New Limits on Digital Currency
Iran’s central bank has introduced strict new limits on stablecoin ownership and transactions as the country’s currency continues its downward spiral. The High Council announced that individuals can now only purchase up to $5,000 worth of stablecoins annually, with total holdings capped at $10,000 per person.
Asghar Abolhasani, secretary of the High Council, explained that the decision came during this week’s central bank session and applies to all users on licensed digital platforms. What’s interesting is that they’re giving people a one-month transition period to comply if they’re already holding more than the new limits.
“From now on, the ceiling for purchasing stablecoins is set at $5,000 per user annually, and holdings cannot exceed $10,000,” Abolhasani told state television. He emphasized that current holders have just one month to adjust their positions.
Stablecoins as Financial Lifeline
For many Iranians, stablecoins like Tether’s USDT have become essential financial tools. With the rial hitting record lows—reaching 1,136,500 against the dollar recently—people have been using these dollar-pegged digital assets to protect their savings from hyperinflation.
It’s become a workaround for moving money internationally too, bypassing the formal banking system that’s been crippled by sanctions. The timing of these restrictions coincides with the return of UN sanctions and worsening public confidence in government economic controls.

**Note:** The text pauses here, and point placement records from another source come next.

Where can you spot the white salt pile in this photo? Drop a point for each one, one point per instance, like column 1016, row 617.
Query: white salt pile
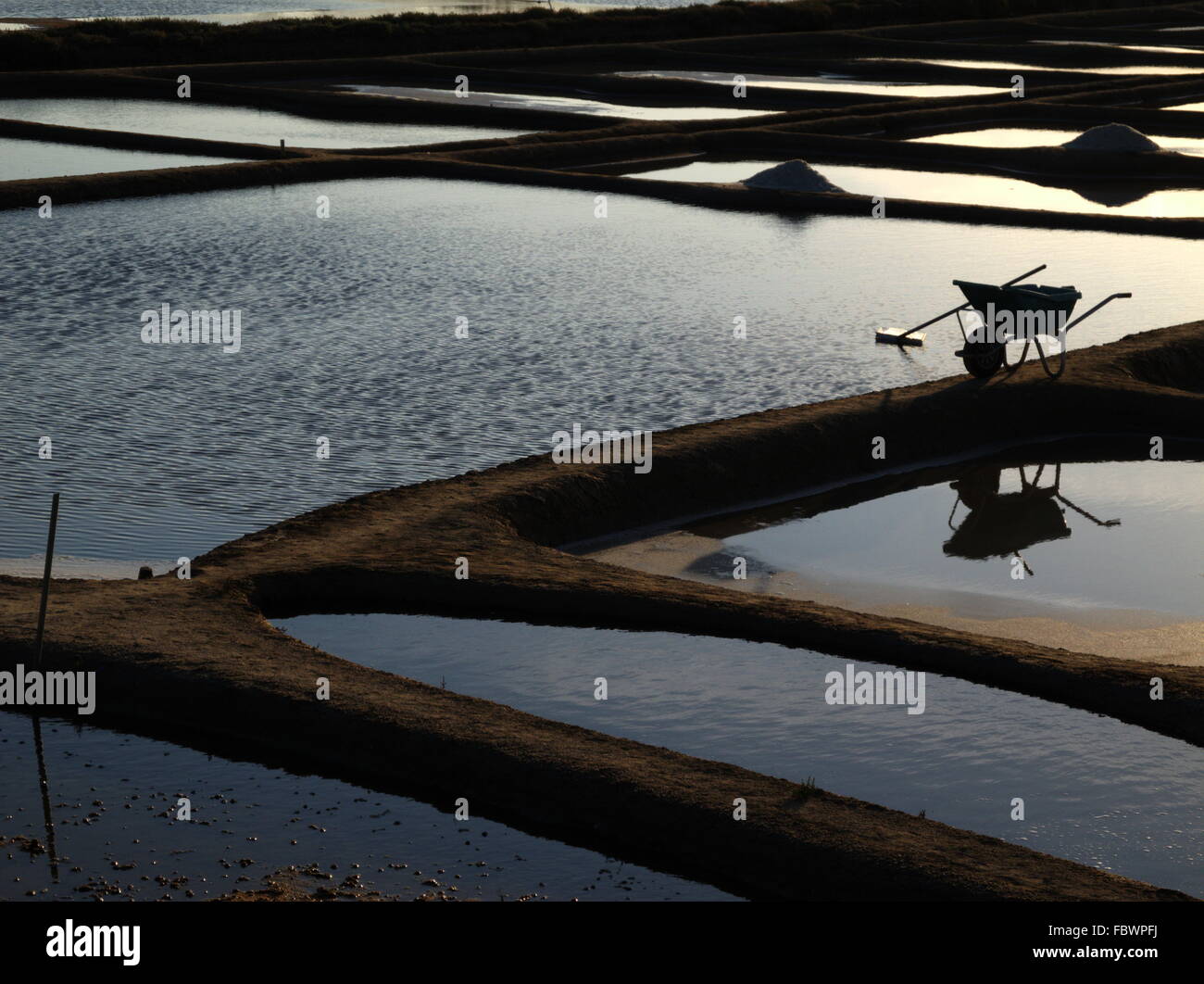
column 791, row 176
column 1115, row 137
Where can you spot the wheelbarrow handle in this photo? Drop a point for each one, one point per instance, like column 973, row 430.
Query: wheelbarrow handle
column 1088, row 313
column 1018, row 280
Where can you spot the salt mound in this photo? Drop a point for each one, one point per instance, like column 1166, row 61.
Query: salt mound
column 791, row 176
column 1116, row 137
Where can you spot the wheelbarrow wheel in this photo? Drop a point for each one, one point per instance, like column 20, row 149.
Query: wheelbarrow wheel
column 1046, row 360
column 983, row 360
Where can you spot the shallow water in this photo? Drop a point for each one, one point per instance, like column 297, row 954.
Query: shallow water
column 113, row 802
column 235, row 123
column 1018, row 136
column 832, row 83
column 348, row 332
column 39, row 159
column 1160, row 48
column 1136, row 549
column 558, row 104
column 1095, row 790
column 949, row 187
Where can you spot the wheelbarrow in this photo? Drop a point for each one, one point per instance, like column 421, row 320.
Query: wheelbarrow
column 998, row 316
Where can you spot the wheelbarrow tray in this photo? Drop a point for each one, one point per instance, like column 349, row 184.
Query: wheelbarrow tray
column 1026, row 296
column 1007, row 524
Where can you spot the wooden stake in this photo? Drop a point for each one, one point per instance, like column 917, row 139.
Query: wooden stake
column 46, row 577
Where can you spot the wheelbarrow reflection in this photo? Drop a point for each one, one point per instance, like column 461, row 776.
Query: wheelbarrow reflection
column 1002, row 524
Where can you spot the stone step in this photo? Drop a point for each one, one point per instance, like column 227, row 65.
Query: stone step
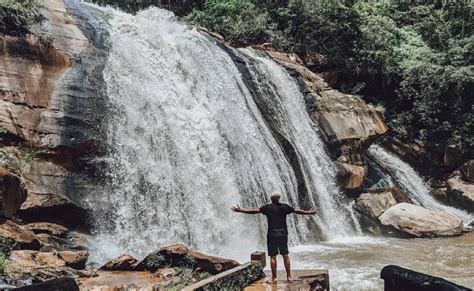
column 310, row 279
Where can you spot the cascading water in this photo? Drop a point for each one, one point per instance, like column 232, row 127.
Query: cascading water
column 281, row 96
column 187, row 141
column 412, row 184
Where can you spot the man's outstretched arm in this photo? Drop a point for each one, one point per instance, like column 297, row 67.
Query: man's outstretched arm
column 245, row 210
column 305, row 212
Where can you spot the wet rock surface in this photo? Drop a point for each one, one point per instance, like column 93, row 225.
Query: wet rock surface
column 421, row 222
column 23, row 237
column 179, row 255
column 375, row 204
column 35, row 259
column 351, row 176
column 121, row 263
column 461, row 192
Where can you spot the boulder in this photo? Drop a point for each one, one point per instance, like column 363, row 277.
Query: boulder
column 440, row 194
column 351, row 176
column 35, row 259
column 74, row 259
column 461, row 192
column 48, row 259
column 121, row 263
column 46, row 199
column 12, row 194
column 64, row 283
column 48, row 228
column 21, row 235
column 179, row 255
column 467, row 171
column 375, row 204
column 421, row 222
column 347, row 123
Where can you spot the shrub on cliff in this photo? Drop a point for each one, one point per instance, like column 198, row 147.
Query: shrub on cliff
column 242, row 22
column 18, row 17
column 416, row 59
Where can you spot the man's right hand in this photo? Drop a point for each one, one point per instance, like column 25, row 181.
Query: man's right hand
column 236, row 208
column 311, row 211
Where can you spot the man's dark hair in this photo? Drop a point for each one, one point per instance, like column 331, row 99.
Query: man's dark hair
column 275, row 197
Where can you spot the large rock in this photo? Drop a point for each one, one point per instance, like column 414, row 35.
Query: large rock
column 74, row 259
column 467, row 171
column 421, row 222
column 179, row 255
column 12, row 194
column 47, row 104
column 346, row 121
column 38, row 105
column 48, row 228
column 47, row 199
column 21, row 235
column 35, row 259
column 375, row 204
column 351, row 176
column 461, row 192
column 121, row 263
column 63, row 283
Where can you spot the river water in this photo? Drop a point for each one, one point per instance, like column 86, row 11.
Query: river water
column 355, row 263
column 188, row 139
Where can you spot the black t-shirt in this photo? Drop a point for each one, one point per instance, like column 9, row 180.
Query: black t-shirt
column 276, row 215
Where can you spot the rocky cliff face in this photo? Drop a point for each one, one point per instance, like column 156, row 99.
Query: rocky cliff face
column 50, row 96
column 347, row 123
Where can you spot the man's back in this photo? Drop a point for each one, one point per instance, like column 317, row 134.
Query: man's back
column 276, row 215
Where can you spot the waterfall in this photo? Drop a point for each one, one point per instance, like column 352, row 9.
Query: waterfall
column 187, row 140
column 412, row 184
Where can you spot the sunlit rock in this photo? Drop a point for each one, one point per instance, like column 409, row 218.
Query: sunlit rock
column 421, row 222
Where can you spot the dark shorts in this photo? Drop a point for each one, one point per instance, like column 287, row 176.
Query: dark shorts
column 277, row 245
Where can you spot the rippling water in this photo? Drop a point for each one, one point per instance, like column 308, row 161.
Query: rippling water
column 355, row 263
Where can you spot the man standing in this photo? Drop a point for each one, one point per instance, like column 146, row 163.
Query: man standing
column 277, row 235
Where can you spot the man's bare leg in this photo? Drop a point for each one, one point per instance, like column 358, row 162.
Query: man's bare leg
column 286, row 260
column 273, row 265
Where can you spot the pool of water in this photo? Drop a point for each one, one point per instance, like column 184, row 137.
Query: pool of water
column 355, row 263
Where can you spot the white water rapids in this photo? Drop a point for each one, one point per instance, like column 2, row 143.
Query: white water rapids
column 412, row 184
column 188, row 138
column 187, row 141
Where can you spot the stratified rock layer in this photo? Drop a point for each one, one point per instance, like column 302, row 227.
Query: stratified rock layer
column 461, row 192
column 375, row 204
column 345, row 121
column 179, row 255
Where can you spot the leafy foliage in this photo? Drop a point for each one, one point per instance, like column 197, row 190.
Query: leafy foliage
column 155, row 261
column 414, row 59
column 18, row 17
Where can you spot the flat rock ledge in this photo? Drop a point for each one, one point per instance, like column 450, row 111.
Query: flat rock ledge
column 421, row 222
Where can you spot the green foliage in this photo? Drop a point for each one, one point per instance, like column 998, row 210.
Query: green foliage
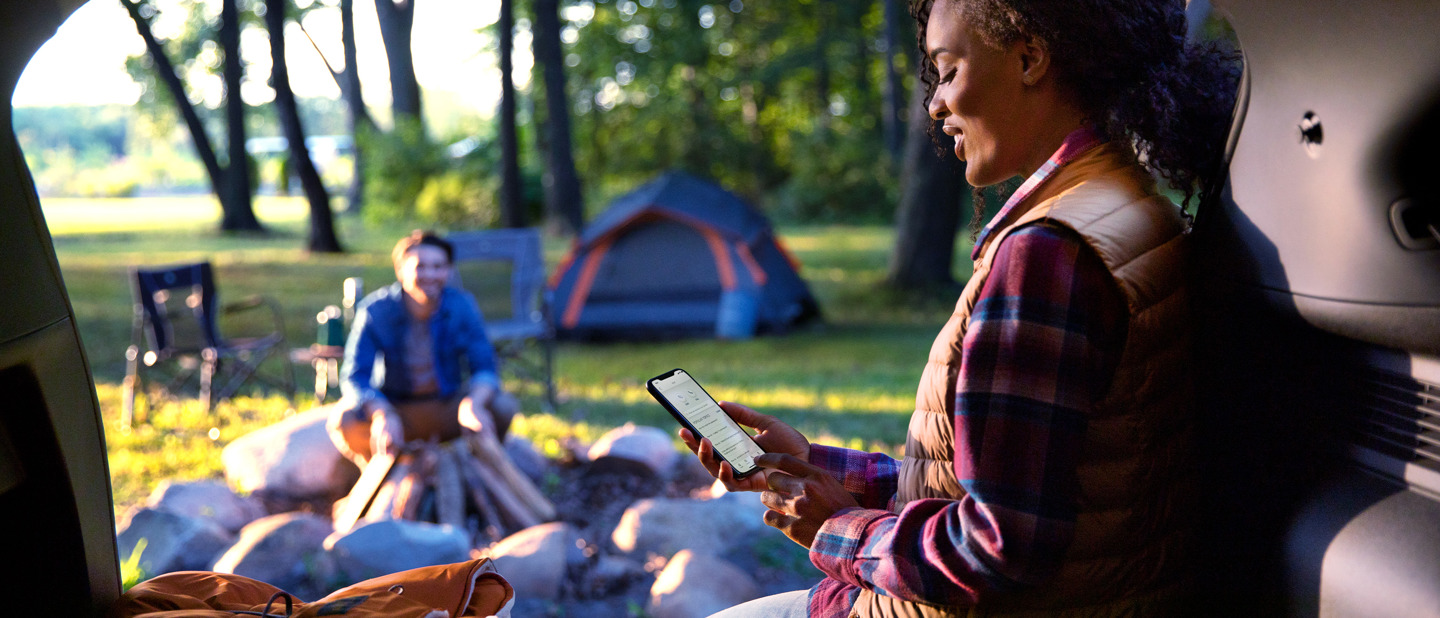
column 130, row 569
column 398, row 166
column 840, row 182
column 778, row 101
column 458, row 200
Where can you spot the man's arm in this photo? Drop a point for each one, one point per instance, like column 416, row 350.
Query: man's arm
column 1040, row 349
column 480, row 355
column 357, row 369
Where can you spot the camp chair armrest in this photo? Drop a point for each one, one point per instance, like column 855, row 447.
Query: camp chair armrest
column 257, row 301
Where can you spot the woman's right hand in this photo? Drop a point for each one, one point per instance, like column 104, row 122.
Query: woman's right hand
column 771, row 434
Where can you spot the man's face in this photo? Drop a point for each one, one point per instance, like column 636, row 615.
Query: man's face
column 424, row 272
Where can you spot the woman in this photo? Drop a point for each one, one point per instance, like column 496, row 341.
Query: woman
column 1047, row 463
column 422, row 333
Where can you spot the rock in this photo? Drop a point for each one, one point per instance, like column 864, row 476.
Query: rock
column 609, row 574
column 527, row 458
column 210, row 500
column 667, row 526
column 285, row 551
column 537, row 559
column 388, row 546
column 293, row 458
column 172, row 542
column 645, row 444
column 696, row 585
column 690, row 473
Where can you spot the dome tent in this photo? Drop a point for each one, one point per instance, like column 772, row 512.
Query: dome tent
column 678, row 257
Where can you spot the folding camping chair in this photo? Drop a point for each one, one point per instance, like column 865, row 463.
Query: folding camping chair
column 176, row 330
column 504, row 270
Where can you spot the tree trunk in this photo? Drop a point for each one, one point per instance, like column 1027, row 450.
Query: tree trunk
column 511, row 208
column 932, row 195
column 396, row 18
column 822, row 77
column 166, row 71
column 894, row 92
column 321, row 222
column 360, row 120
column 562, row 183
column 238, row 211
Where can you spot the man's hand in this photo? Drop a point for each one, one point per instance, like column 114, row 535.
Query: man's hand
column 474, row 409
column 386, row 432
column 772, row 435
column 801, row 496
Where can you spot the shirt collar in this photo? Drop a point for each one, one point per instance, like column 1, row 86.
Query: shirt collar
column 1076, row 143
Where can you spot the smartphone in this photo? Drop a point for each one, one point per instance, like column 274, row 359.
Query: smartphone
column 699, row 412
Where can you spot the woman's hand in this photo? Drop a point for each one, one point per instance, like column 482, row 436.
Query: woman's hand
column 772, row 435
column 801, row 496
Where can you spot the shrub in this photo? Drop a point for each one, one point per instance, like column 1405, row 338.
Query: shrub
column 458, row 199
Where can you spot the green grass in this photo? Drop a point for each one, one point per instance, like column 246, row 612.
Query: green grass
column 847, row 382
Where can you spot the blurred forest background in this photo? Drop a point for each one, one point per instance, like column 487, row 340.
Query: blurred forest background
column 802, row 107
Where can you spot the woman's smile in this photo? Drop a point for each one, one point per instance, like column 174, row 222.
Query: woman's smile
column 959, row 139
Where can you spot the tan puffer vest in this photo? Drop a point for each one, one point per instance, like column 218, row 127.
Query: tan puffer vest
column 1135, row 502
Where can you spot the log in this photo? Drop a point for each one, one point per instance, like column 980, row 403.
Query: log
column 365, row 491
column 511, row 509
column 383, row 503
column 488, row 448
column 475, row 490
column 450, row 496
column 412, row 486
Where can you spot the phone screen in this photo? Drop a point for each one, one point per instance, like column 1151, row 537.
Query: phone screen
column 704, row 417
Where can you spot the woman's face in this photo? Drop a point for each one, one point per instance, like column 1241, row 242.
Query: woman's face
column 422, row 272
column 978, row 97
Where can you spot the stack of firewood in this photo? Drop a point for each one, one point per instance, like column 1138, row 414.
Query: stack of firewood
column 468, row 483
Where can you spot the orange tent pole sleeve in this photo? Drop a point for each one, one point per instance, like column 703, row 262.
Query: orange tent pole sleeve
column 756, row 272
column 582, row 285
column 722, row 257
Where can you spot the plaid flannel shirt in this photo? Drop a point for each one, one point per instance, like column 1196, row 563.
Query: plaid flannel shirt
column 1040, row 349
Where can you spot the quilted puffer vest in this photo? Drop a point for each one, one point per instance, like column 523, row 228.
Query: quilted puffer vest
column 1132, row 532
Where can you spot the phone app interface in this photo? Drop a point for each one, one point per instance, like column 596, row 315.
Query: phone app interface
column 706, row 417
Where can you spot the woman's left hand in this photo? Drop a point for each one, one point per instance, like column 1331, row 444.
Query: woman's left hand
column 801, row 496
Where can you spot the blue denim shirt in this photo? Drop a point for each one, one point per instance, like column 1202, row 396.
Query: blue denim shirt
column 375, row 352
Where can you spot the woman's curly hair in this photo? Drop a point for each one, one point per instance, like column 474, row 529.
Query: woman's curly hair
column 1131, row 69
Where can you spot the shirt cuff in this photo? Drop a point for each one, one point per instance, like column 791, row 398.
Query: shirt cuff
column 841, row 538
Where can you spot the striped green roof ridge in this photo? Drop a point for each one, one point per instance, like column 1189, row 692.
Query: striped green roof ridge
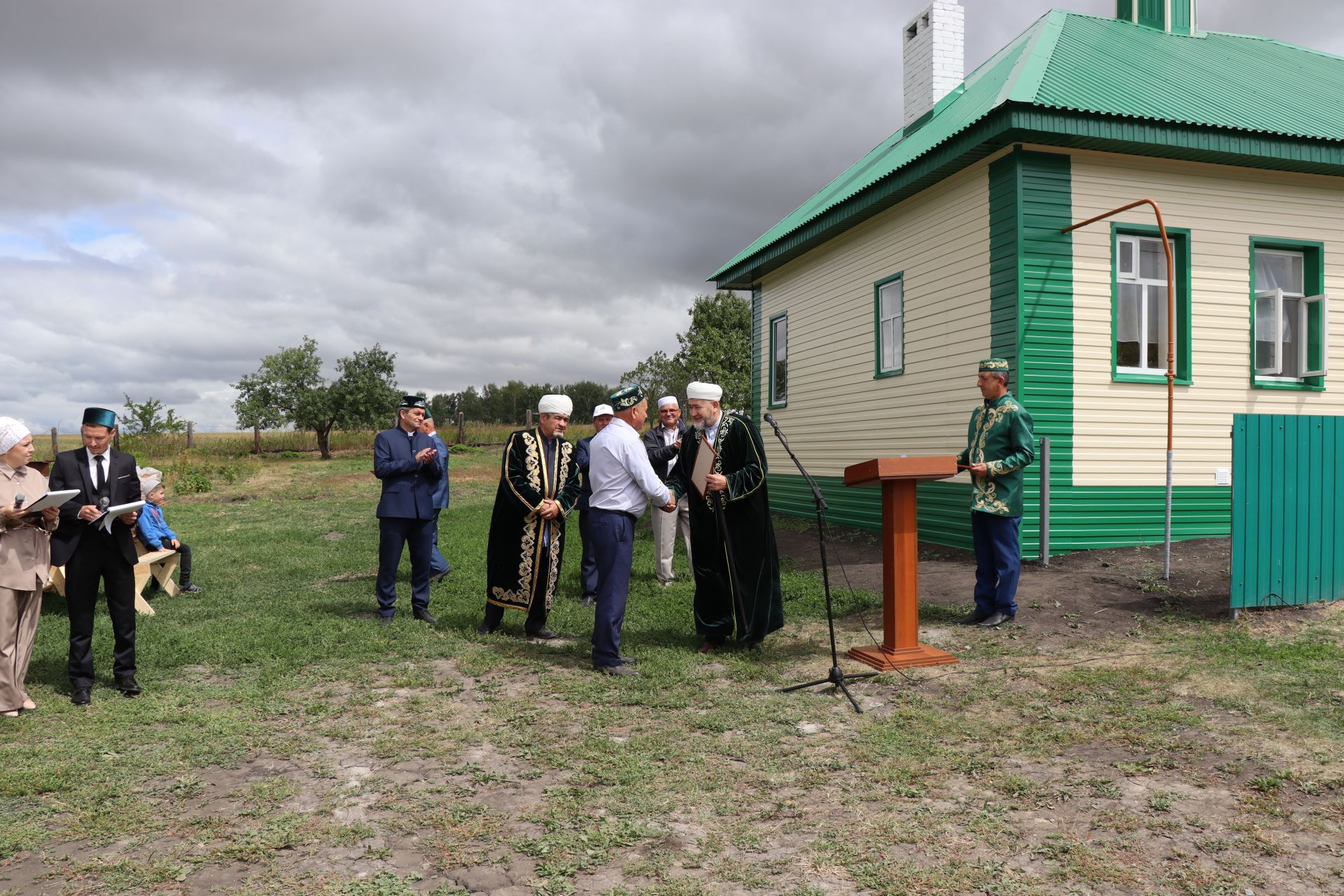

I think what’s happening here is that authorities are trying to control capital flight while the national currency collapses. Stablecoin usage really took off after conflicts with the United States and Israel earlier this year, becoming one of the few reliable ways for ordinary people to preserve value.
Impact on Small Traders
These new caps will hit thousands of small traders who’ve built livelihoods around cryptocurrency. Many are now worried about potential penalties if they can’t reduce their stablecoin holdings within the one-month grace period.
This isn’t the first time Iran has tried currency controls during economic crises. Previous attempts to restrict access to dollars and gold had limited success in stabilizing the rial. The currency has been steadily depreciating for over a decade, battered by sanctions, economic mismanagement, and persistent inflation.
Meanwhile, the country faces additional challenges beyond currency issues. Energy shortages have led to public protests, with some residents blaming cryptocurrency mining operations for straining power resources. Government officials counter that illegal miners are the real problem and claim they’re taking steps to address the situation.
But honestly, these new stablecoin restrictions feel like another attempt to control what’s becoming increasingly uncontrollable. When people lose faith in their national currency, they find alternatives—and digital dollars have become that alternative for many Iranians. The question is whether these caps will actually help stabilize the economy or just push more activity underground.